A document which dates back to that time, Periplus of the Erythraean Sea – written by a Greek merchant, gives an account of the commercial activities involved with the people in the coastal ports who traded with the Egyptians, Chinese, Persians, Indians and Arabs. Among the products described in the Periplus document and traded by the local traders from Somaliland included – spices, Myrrh, ivory, frankincense, gum and cinnamon. By the second century Arab trading relations were quite well established along the Somaliland coastal regions.
PRE-INDEPENDENCE SOMALILAND (1869 – 1960)
Like other parts of the region, the interest of the Europeans in Somaliland became more strategic after the opening of the Suez Canal in 1869. The arrival of the British colonial power in Somaliland started after the Berlin Conference in 1884 which resulted in Britain taking control of Somaliland, as a protectorate at a time when France and Italy were also competing for the control of territories in the region. The partition of the Somali populated regions in the Horn of Africa started in earnest after Britain signed treaties with local tribal chiefs in Somaliland in 1887 and thus made this territory a British Protectorate (British Somaliland Protectorate). Somaliland remained a British protectorate from 1887 up until 26th June 1960 when it gained its independence from Britain. Italian Somalia became independent on 1st July 1960 and the same day the two states merged and formed the Republic of Somalia.
POST-INDEPENDENCE SOMALILAND (1960 – 1991)

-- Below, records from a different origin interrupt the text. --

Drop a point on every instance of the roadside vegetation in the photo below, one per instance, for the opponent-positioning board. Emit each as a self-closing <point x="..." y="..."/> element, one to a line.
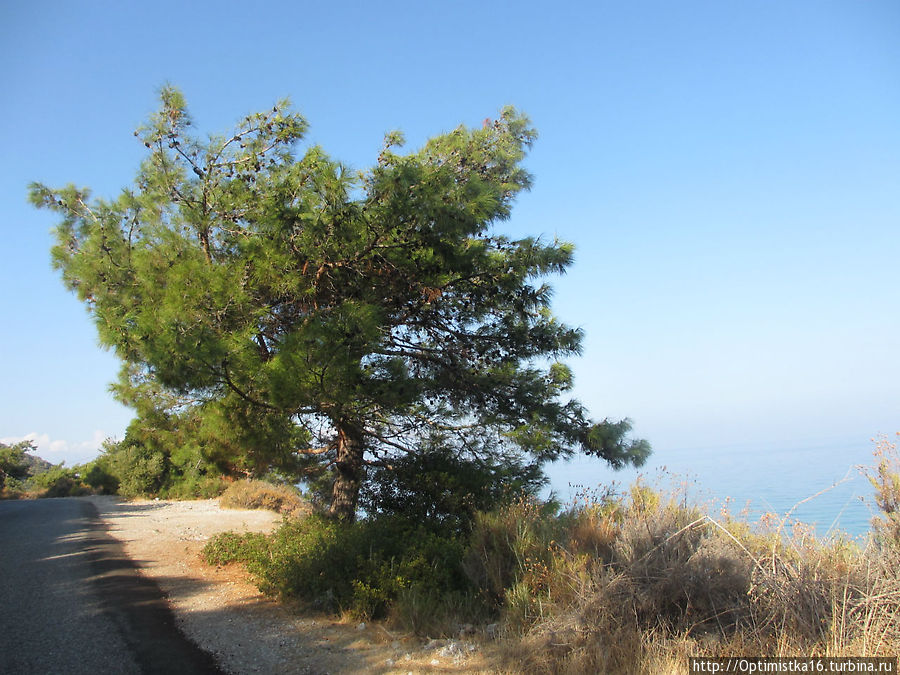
<point x="632" y="581"/>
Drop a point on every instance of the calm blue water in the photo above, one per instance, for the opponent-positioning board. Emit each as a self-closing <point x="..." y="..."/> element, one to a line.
<point x="761" y="478"/>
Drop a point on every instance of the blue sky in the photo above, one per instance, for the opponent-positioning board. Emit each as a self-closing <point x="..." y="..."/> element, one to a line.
<point x="729" y="173"/>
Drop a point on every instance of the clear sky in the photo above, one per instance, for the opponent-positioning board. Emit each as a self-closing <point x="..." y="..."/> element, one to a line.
<point x="728" y="171"/>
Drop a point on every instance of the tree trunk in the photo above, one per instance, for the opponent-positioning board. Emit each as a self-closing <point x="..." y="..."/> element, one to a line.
<point x="349" y="475"/>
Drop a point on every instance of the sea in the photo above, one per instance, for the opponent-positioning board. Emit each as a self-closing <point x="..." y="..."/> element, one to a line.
<point x="822" y="485"/>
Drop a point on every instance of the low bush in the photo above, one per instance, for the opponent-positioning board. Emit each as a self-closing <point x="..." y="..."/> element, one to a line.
<point x="230" y="547"/>
<point x="360" y="568"/>
<point x="258" y="494"/>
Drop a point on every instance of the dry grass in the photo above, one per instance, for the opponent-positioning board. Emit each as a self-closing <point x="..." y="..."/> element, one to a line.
<point x="257" y="494"/>
<point x="640" y="582"/>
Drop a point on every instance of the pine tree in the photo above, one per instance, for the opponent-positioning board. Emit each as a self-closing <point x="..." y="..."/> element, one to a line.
<point x="348" y="315"/>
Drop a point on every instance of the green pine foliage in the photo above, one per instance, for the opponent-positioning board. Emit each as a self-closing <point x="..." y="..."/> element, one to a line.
<point x="294" y="313"/>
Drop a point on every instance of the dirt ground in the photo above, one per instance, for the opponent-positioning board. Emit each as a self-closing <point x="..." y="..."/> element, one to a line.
<point x="224" y="613"/>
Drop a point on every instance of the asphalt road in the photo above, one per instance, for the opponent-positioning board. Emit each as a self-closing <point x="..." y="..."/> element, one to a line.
<point x="72" y="602"/>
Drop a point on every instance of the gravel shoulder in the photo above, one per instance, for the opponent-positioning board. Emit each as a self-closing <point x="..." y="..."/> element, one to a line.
<point x="224" y="613"/>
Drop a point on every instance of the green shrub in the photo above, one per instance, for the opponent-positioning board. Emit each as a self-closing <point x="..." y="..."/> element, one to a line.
<point x="445" y="487"/>
<point x="60" y="481"/>
<point x="230" y="547"/>
<point x="360" y="568"/>
<point x="100" y="479"/>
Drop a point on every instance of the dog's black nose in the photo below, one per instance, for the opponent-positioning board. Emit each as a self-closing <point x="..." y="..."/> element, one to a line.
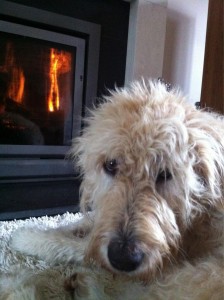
<point x="124" y="255"/>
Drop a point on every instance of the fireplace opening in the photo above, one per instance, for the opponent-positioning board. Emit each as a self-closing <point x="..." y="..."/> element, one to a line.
<point x="48" y="77"/>
<point x="36" y="88"/>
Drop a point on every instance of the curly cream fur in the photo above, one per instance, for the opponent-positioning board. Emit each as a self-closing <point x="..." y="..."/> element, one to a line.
<point x="176" y="223"/>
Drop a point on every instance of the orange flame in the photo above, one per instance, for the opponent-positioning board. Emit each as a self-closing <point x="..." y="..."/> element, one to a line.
<point x="60" y="62"/>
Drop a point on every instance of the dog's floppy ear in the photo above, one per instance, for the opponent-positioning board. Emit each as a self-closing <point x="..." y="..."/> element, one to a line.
<point x="206" y="133"/>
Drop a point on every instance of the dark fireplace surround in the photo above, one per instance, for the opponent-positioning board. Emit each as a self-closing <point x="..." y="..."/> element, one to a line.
<point x="38" y="177"/>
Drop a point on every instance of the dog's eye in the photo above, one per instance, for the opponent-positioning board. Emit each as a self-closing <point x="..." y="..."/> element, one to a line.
<point x="110" y="167"/>
<point x="163" y="175"/>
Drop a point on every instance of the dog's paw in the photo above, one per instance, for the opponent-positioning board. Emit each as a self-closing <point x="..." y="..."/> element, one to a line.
<point x="22" y="240"/>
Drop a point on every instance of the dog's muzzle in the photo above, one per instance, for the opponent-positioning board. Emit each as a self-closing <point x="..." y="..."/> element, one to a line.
<point x="124" y="255"/>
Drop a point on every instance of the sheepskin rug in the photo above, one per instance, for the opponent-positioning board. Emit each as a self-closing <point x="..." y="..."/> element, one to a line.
<point x="40" y="276"/>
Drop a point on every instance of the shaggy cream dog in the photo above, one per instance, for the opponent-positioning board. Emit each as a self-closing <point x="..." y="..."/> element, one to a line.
<point x="153" y="179"/>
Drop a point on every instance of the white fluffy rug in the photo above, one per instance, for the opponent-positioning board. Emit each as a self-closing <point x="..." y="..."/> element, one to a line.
<point x="49" y="280"/>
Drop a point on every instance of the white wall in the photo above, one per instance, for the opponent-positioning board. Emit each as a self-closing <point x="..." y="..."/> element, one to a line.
<point x="146" y="39"/>
<point x="185" y="45"/>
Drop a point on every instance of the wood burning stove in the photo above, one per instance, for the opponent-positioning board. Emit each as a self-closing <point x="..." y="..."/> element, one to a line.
<point x="47" y="78"/>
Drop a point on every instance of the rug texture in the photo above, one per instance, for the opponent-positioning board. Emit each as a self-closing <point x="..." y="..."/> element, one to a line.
<point x="42" y="281"/>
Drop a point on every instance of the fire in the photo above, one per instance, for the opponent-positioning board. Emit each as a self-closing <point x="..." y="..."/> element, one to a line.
<point x="60" y="62"/>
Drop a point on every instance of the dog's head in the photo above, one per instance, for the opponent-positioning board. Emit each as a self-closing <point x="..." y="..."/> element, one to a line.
<point x="151" y="163"/>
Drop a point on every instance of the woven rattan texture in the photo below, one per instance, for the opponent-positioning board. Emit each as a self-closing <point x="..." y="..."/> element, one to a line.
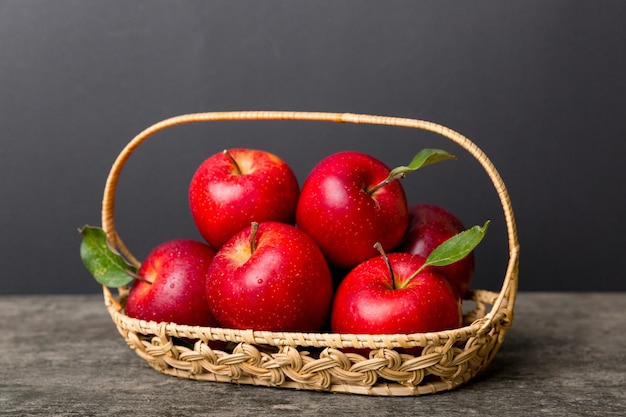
<point x="387" y="365"/>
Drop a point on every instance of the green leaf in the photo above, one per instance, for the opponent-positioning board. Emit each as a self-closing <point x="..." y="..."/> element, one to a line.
<point x="457" y="247"/>
<point x="107" y="267"/>
<point x="423" y="158"/>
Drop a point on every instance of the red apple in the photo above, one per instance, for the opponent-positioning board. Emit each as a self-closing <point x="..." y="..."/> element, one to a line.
<point x="273" y="277"/>
<point x="429" y="226"/>
<point x="171" y="284"/>
<point x="235" y="187"/>
<point x="373" y="300"/>
<point x="346" y="207"/>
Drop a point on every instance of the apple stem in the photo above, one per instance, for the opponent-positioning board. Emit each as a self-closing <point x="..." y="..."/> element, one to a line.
<point x="137" y="276"/>
<point x="380" y="249"/>
<point x="389" y="179"/>
<point x="230" y="157"/>
<point x="254" y="227"/>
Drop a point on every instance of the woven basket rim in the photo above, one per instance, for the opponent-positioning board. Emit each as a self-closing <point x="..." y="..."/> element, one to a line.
<point x="307" y="339"/>
<point x="501" y="302"/>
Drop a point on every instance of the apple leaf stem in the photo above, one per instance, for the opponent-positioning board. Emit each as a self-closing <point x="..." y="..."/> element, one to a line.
<point x="107" y="266"/>
<point x="254" y="228"/>
<point x="423" y="158"/>
<point x="234" y="162"/>
<point x="380" y="249"/>
<point x="455" y="248"/>
<point x="138" y="277"/>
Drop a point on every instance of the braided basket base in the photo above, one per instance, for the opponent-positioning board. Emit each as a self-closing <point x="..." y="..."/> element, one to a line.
<point x="320" y="361"/>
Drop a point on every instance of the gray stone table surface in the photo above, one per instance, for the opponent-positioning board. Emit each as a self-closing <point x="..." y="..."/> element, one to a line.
<point x="62" y="356"/>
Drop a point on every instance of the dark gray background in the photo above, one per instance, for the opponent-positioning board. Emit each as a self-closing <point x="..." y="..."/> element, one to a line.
<point x="538" y="85"/>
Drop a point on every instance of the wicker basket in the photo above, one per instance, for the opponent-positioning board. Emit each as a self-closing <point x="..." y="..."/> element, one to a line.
<point x="318" y="361"/>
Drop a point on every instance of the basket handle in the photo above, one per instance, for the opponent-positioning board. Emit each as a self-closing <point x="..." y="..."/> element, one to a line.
<point x="509" y="287"/>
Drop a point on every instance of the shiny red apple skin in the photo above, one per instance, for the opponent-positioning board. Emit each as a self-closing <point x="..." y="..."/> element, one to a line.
<point x="224" y="201"/>
<point x="429" y="226"/>
<point x="285" y="285"/>
<point x="336" y="210"/>
<point x="177" y="272"/>
<point x="367" y="302"/>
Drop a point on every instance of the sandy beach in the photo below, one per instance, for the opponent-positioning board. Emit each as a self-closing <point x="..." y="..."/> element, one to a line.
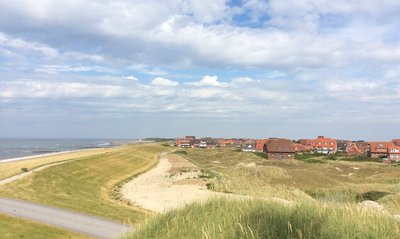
<point x="15" y="166"/>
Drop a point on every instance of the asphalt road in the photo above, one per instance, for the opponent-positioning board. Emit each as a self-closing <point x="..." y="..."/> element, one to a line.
<point x="88" y="225"/>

During the first nine years after independence (1960 – 1969) some sort of a parliamentary democracy was observed, and democratically elected governments succeeded each other. The military coup d’état led by General Mohamed Siyad Barre suspended the constitution and brought in a martial law. The regime enacted numerous discriminatory policies which resulted in considerable economic, social and political disadvantages against the people of Somaliland. The repressive policies of the regime gave rise to the formation of an armed resistance against the government in the form of the Somali National Movement (SNM) in London on 6th April 1981. A ten year struggle ensued, affecting particularly the two largest towns of Burao and Hargeisa; and resulting in over 1 million displaced peoples. Under the auspices of the SNM, traditional clan leaders organized a number of community conferences (Shir Beeleed) to consolidate peace and reconciliation between different clans, culminating in the regional Grand Conference (25th March to 26th May 1991) which declared the withdrawal from the union with Somalia and reclaimed its independence.